Not because of the distance, which at the most is like a night’s bus travel. (The Thar Express was discontinued by Pakistan in the wake of the surgical strikes by India). Not because of financial concerns.
Simply because of “governments on either side.” One refuses access into the land while the other rounds up “people who overstay” and blacklist them forever. Both countries very often interchange and overlap these dispensing roles. Which also means, end to all to and fro between the very adjacent Tharpakar and Umerkot in Pakistan and Rajasthan in India.

Hindu Singh Sodha, an activist who has been working for the last 20 years with Sodha community, says Indian spouses are an obvious choice for the community. “Both girls and boys in India are well educated, which is a big draw. Hindus in Pakistan also fear persecution as they are a minority. Given a choice they all want to settle down in India,” he says. Ajeet Singh Sodha from Haveli village in Umerkot, Pakistan, is a newly minted Indian citizen. He moved to Jodhpur in 2007 with an IT diploma, the second brother in the family to do so. He started with a computer operator’s job in a private hospital and worked his way up. In 2011, he got married to a Rajput girl from Sirohi in Rajasthan. Over the years, four brothers and a sister have successfully shifted to Jodhpur. Though he has no complaints, the family has not seen their parents for three years. “We have applied four times and every time the visa papers get rejected. You feel helpless when you see aged parents struggling. They are so near yet so far,” says Ajeet Singh, who received his citizenship last year. Blessings are given on video call and Skype while emoticons on WhatsApp substitute for real hugs and smiles.
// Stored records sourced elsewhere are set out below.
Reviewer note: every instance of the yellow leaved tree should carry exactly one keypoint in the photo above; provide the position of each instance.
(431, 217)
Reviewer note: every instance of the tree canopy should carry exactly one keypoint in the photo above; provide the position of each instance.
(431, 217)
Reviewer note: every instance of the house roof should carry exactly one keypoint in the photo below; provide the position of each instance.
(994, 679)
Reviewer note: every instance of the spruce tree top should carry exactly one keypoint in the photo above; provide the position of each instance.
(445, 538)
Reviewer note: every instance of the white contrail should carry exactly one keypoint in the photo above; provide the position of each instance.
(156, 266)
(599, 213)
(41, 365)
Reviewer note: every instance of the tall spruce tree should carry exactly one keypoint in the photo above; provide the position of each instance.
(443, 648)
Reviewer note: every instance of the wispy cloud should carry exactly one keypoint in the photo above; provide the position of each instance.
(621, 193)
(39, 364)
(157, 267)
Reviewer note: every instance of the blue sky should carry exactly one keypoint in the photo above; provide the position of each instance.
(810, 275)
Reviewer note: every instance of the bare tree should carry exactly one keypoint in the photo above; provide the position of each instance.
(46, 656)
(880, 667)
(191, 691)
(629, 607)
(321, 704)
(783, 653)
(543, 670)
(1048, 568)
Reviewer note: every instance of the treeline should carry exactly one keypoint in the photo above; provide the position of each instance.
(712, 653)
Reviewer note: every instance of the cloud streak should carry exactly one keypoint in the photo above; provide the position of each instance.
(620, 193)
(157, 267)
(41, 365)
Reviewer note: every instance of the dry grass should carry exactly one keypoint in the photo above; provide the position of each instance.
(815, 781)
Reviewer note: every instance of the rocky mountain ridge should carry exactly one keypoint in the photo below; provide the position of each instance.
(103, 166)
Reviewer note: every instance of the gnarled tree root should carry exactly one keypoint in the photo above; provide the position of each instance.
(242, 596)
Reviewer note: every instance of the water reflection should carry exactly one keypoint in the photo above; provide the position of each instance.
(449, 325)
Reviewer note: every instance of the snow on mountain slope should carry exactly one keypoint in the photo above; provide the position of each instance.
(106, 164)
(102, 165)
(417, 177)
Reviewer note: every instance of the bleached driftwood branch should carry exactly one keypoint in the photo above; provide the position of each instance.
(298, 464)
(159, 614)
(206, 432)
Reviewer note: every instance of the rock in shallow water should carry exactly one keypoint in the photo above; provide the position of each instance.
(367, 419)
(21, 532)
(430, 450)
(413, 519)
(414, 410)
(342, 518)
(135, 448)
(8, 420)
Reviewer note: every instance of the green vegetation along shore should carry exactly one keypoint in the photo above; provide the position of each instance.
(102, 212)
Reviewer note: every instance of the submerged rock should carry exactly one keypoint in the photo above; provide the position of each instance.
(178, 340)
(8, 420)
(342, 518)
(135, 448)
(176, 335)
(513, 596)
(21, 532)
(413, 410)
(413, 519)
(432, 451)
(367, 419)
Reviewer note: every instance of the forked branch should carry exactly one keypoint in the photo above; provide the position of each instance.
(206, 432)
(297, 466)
Ganpat Singh Sodha couldn’t go to his mother as she lay dying of cancer at his brother’s house in Jodhpur, India, a little over 300 km from Umerkot, Pakistan, where he lives. Three of his children are in Jodhpur too. He has been apart from them for five years.

A former government schoolteacher of Sindhi in Umerkot , he kept applying for a visa and desperately calling the Indian High Commission in Islamabad. On 20 April 2021, he sent a voice message in Urdu/English. He still has the recording, in which his voice audibly cracks as he pleads: “My mother is on her deathbed. Please issue the visa on humanitarian grounds.”

“We cannot issue the visa as we have not got the necessary clearances from India,” an official texted. Ganpat found he was blacklisted for “overstaying” his visa when he was last in India. While there, he had applied for a six-month visa extension, expecting it to be granted.

The agony of being so near. Yet so far, is best understood by a Sodha Rajput. With worsening Indo-Pak ties, there seems little hope for community’s trials in the near future.